Quem sabe?... Além das águas.
O que fazer? Leva a todos num toque. Adeus, adeus.
Milênio de história. É um afluxo de fora.

Santa Maria, Mãe de todas as ervas, pensai por nós,
os seus admiradores,
assim na eternidade como no mundo.

Caixões esmorecem tintas que apagam a incólume memória de anos rasgando a seda presa no fio oblíquo de fumaças. A cal cofia ambíguas vestes de linho, o medo de terras recalca o andar cambaio. O ressentimento de tijolos pisa os pés descalços. A amargura de cimento ressoa o silêncio.

O mundo é o exílio. Pensava encontrar um lugar em que descansar os ossos, re-festelar os ócios, ressonar as preguiças. A liberdade é para não estar fora do mundo. Livre, cadáver de uma perdiz ou de um faisão abatido por caçador furtivo. Agora que compreendo porque em paragens tão ricas de ideais e utopias o tempo não corta a fadiga da esperança. Todas as possibilidades são no sentido de o corpo estar estendido num fosso ou por trás de uma moita, os joelhos dobrados, os cabelos sujos de terra.

                                    Oh, deuses da imundície
                                    A sujeira das quimeras
                                    É mais mínima.

A existência procura inserir-se na morte para não se extinguir. A tristeza resultante da depressão é muito mais que um tipo de emoção centralizada apenas e exclusivamente na psique: afeta todo o corpo. Ela é sentida  tão agudamente e causa tanta dor quanto um apêndice supurado – talvez mais. 
Lembra-me isto... Talvez não possa denominar uma lembrança, chamar assim. Não consigo penetrar na significação deste termo, no sentido deste símbolo. Diria recordação mesmo. E deste termo tenho consciência do que intenciono dizer.

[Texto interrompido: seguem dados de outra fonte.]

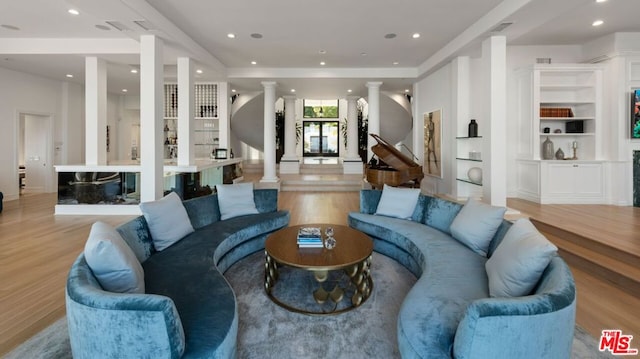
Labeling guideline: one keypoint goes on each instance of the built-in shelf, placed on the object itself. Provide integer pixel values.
(567, 134)
(467, 159)
(468, 181)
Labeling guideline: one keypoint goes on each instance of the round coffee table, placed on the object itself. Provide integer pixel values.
(351, 258)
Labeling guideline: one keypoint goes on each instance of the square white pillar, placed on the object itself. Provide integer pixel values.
(186, 103)
(96, 111)
(151, 118)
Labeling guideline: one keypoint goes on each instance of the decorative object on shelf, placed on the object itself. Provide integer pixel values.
(475, 155)
(473, 128)
(433, 143)
(475, 174)
(547, 149)
(221, 154)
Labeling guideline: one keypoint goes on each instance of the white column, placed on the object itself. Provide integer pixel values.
(224, 123)
(494, 159)
(151, 118)
(374, 114)
(96, 111)
(269, 132)
(186, 147)
(289, 163)
(352, 163)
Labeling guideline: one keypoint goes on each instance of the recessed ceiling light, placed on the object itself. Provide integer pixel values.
(10, 27)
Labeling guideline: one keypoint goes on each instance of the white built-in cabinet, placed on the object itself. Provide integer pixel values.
(563, 103)
(206, 125)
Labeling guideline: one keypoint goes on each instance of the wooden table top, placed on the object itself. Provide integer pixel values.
(352, 247)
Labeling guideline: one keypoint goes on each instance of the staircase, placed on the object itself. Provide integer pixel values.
(610, 264)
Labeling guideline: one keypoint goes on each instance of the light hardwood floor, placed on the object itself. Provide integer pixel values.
(37, 249)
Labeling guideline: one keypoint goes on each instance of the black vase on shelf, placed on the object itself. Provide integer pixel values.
(473, 128)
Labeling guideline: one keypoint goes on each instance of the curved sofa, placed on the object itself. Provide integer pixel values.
(448, 313)
(188, 310)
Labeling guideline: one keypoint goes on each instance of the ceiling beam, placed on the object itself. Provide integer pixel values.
(39, 46)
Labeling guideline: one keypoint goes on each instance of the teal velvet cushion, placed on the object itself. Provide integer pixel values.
(112, 261)
(167, 220)
(236, 200)
(398, 202)
(518, 262)
(476, 224)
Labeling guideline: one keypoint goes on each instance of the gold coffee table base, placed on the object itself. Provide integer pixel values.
(359, 280)
(342, 275)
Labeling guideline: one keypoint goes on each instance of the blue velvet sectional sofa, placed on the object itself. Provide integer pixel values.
(449, 312)
(188, 309)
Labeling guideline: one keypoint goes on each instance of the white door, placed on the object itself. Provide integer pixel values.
(36, 136)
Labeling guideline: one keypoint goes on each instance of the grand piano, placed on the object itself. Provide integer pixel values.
(393, 168)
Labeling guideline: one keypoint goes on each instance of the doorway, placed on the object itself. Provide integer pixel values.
(320, 139)
(35, 167)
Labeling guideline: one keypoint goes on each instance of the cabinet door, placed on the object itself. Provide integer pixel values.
(588, 179)
(561, 179)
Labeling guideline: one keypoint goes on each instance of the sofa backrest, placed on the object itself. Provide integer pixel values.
(202, 211)
(435, 212)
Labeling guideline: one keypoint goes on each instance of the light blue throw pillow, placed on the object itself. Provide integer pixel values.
(112, 261)
(476, 224)
(167, 219)
(518, 262)
(236, 200)
(398, 202)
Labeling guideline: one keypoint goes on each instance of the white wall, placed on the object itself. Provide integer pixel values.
(21, 92)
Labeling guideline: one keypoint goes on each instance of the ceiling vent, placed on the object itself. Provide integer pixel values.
(118, 25)
(144, 24)
(501, 27)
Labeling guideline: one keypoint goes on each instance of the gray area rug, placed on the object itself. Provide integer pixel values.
(269, 331)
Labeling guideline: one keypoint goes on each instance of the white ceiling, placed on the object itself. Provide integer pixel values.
(350, 33)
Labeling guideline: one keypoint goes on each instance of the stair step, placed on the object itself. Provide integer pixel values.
(586, 254)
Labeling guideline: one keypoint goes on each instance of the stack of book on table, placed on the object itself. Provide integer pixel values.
(309, 237)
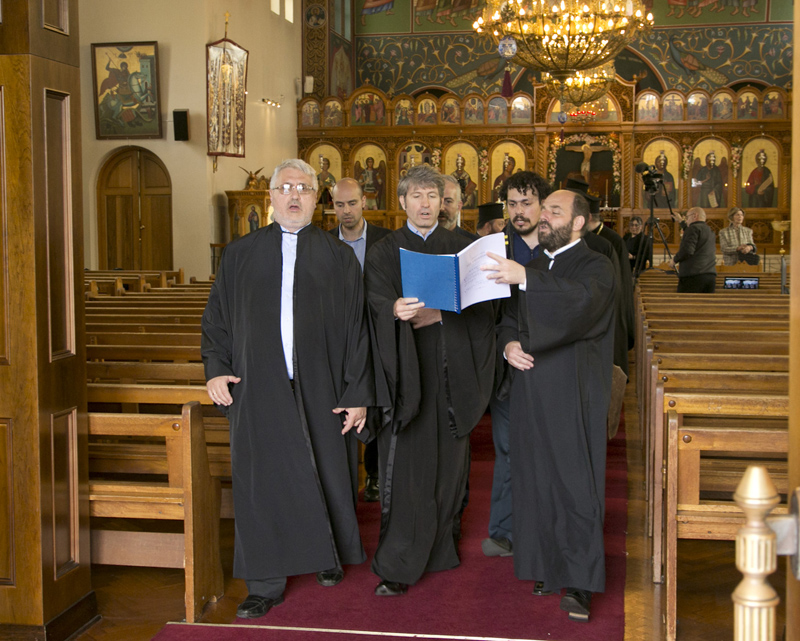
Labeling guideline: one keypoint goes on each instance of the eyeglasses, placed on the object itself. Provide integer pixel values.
(301, 188)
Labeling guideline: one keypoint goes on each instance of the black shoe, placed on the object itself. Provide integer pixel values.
(255, 606)
(371, 491)
(577, 603)
(329, 578)
(497, 547)
(390, 588)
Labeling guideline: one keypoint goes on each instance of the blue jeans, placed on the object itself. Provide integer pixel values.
(500, 515)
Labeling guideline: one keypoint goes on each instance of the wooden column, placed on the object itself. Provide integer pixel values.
(45, 589)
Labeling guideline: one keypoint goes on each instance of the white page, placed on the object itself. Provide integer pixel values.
(475, 286)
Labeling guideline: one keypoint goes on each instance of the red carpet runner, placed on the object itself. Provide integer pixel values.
(479, 599)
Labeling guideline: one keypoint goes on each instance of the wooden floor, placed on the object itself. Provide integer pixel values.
(135, 603)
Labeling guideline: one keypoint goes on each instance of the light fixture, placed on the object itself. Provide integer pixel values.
(564, 36)
(582, 86)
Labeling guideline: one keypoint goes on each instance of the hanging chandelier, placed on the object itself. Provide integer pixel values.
(564, 36)
(582, 86)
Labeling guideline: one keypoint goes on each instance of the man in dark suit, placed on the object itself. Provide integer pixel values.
(348, 203)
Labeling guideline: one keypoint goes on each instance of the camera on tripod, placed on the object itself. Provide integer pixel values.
(650, 176)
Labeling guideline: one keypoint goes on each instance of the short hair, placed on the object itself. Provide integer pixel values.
(449, 179)
(525, 181)
(347, 181)
(294, 163)
(420, 176)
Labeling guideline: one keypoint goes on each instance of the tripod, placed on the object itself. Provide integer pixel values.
(651, 186)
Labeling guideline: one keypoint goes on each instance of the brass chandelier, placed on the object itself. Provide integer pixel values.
(565, 36)
(582, 86)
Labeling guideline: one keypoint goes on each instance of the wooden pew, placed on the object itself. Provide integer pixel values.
(693, 429)
(189, 495)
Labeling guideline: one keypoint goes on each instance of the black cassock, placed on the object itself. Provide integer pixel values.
(439, 380)
(294, 474)
(565, 320)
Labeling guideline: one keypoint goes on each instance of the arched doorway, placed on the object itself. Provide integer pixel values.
(134, 211)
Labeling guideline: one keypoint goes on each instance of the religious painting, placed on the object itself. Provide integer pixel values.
(332, 115)
(760, 174)
(127, 100)
(309, 114)
(672, 107)
(341, 80)
(450, 113)
(647, 108)
(327, 160)
(368, 109)
(773, 105)
(369, 169)
(710, 174)
(506, 158)
(665, 156)
(226, 96)
(498, 111)
(461, 162)
(722, 107)
(404, 112)
(473, 111)
(697, 106)
(315, 16)
(426, 112)
(521, 110)
(747, 106)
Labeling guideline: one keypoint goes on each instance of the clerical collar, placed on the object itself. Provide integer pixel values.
(560, 250)
(419, 233)
(294, 233)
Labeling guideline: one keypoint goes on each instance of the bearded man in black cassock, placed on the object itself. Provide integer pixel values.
(439, 368)
(559, 336)
(287, 358)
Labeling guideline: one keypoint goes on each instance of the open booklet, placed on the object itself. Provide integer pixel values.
(452, 282)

O invólucro tênue de afeição por toda forma de beleza surge de por trás da ternura frágil por todo conteúdo de perfeição. O Belo das atitudes envolve-me num ato de generosidade, elevando em nível de olhares fáceis, expressando e imprimindo em taças de cristal... Observo-me e as palavras ditas são sentidas nos interstícios de ações no mundo. Procuro salvar o viver de seus en-volvimentos supérfluos com os falsos ideais, com as hipócritas memórias pretéritas: coloco-me acima da vida, pers-crutando as sensações evidentes e trilho as veredas das atitudes.

A felicidade silenciosa, a sossegada e branda paradeza do tempo. Quando as coisas não acontecem ou acontecem vagarosamente que nem se nota, é como se não acontecessem. Quando não tinham ainda acontecido.
                             Por que apressar
                          o engenho do tempo,
                             o sumidouro voraz
                      das suas areias movediças?
Por que não se desligar do tempo e apenas gozar o puro compassado amor?  Por que mesmo pensar e dizer a palavra amor, quando podia ter continuado sem nome no silêncio do coração... para todo o sempre feliz e des-[pré]-ocupado?